An investment firm and security company are stepping up their feud with St. Jude Medical, releasing a video alleging new security vulnerabilities in the device-makers products.

It's only the latest in the fight pitting investment firm Muddy Waters and security researchers MedSec against St. Jude Medical.

ADVERTISEMENT
In August, the pair released a report saying they had bet against the company and offering a description of two previously unreleased vulnerabilities in St. Jude’s popular brand of cardiac implants. On Wednesday, they released a video purportedly demonstrating four more security vulnerabilities.

The original claims made headlines because researchers traditionally disclose these types of vulnerabilities to manufacturers before making them public to give companies a chance to make repairs. Muddy Waters did not do that, increasing the odds its bet against St. Jude’s stock price would pay off.

Critics warn that releasing a report explaining how to hack a device without giving a company the chance to warn consumers or mend the products is an invitation for hackers to attack that device.

St. Jude subsequently filed a lawsuit against Muddy Waters and MedSec, claiming that the first vulnerabilities the investors announced were false.

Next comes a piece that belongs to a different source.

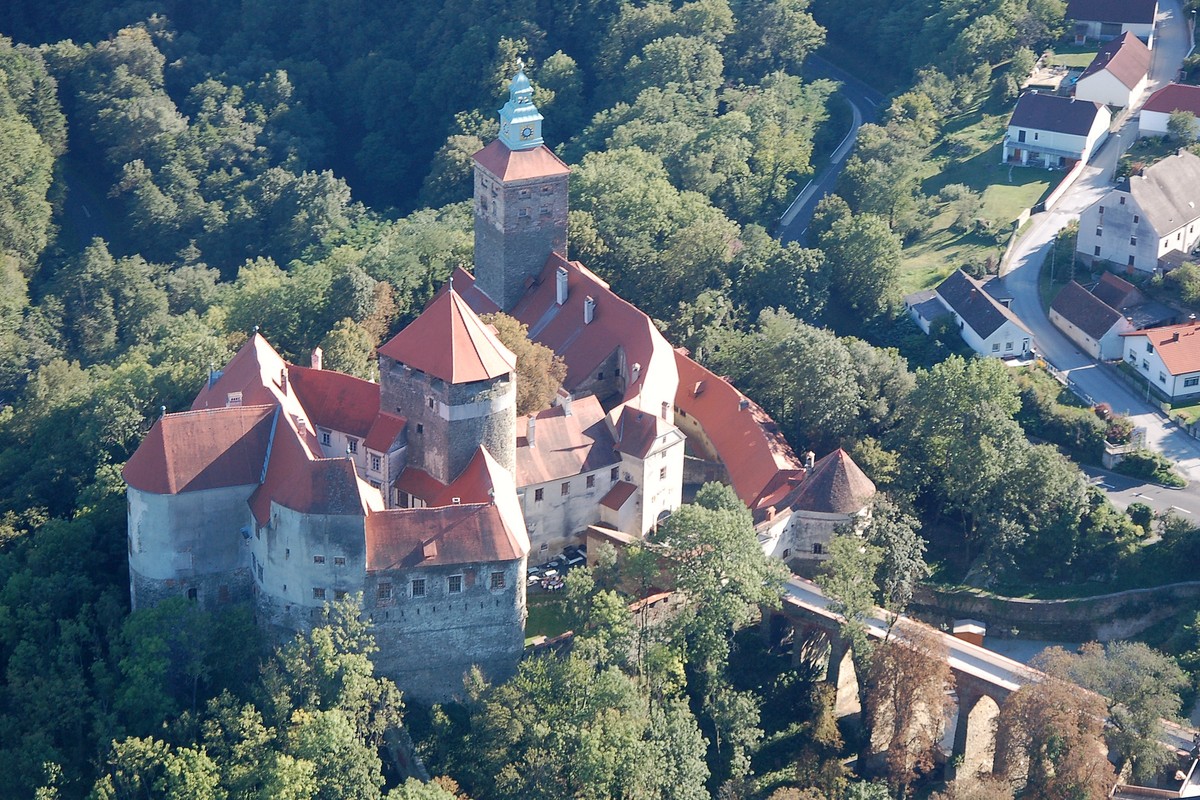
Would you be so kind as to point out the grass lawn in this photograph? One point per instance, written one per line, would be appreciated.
(547, 615)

The initial report was scant on details but contained a readout from a St. Jude device that purportedly crashed after a hack. But a well-respected research team from the University of Michigan claimed that the readout was likely the result of a test device that had not been properly plugged into heart-like tissue instead of a hack.

Now Muddy Waters and MedSec are firing back with new allegations.

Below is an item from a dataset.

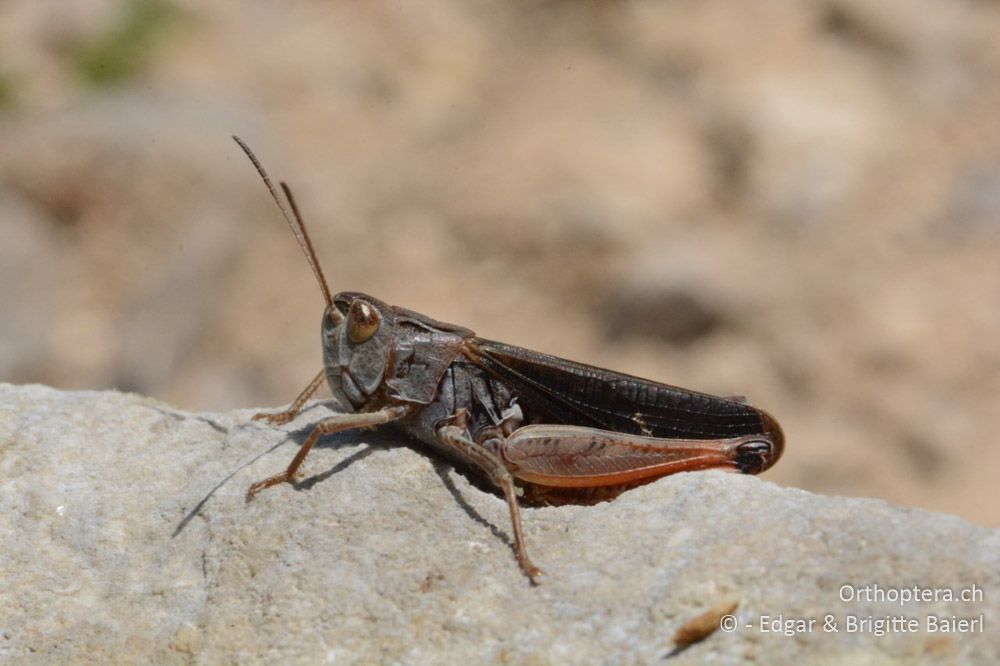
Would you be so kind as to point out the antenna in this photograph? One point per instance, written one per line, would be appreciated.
(295, 224)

The video — hosted on the site ProfitsOverPatients.com — looks more like an anti-St Jude advertisement than a traditional security report.

The video contains a montage of news coverage of medical device vulnerabilities and takes swipes at St. Jude over tense background music. It also takes aim at a claim from St. Jude in a court filing that it is impossible to send commands to the company's devices over radio waves.

A video demonstration of the new vulnerabilities purports to show otherwise, and comments by a former St. Jude employee claim flaws in the company's systems. 

In an emailed statement, St. Jude said it was looking into the alleged new security issues.  

“Muddy Waters and MedSec have once again made public unverified videos that purport to raise safety issues about the cybersecurity of St. Jude Medical devices. This behavior continues to circumvent all forms of responsible disclosure related to cybersecurity and patient safety and continues to demonstrate total disregard for patients, physicians and the regulatory agencies who govern this industry," the company wrote.

“We take this matter very seriously and will once again work to quickly evaluate this new information.” 

On Tuesday, St. Jude announced a new cybersecurity board to improve its digital protections moving forward.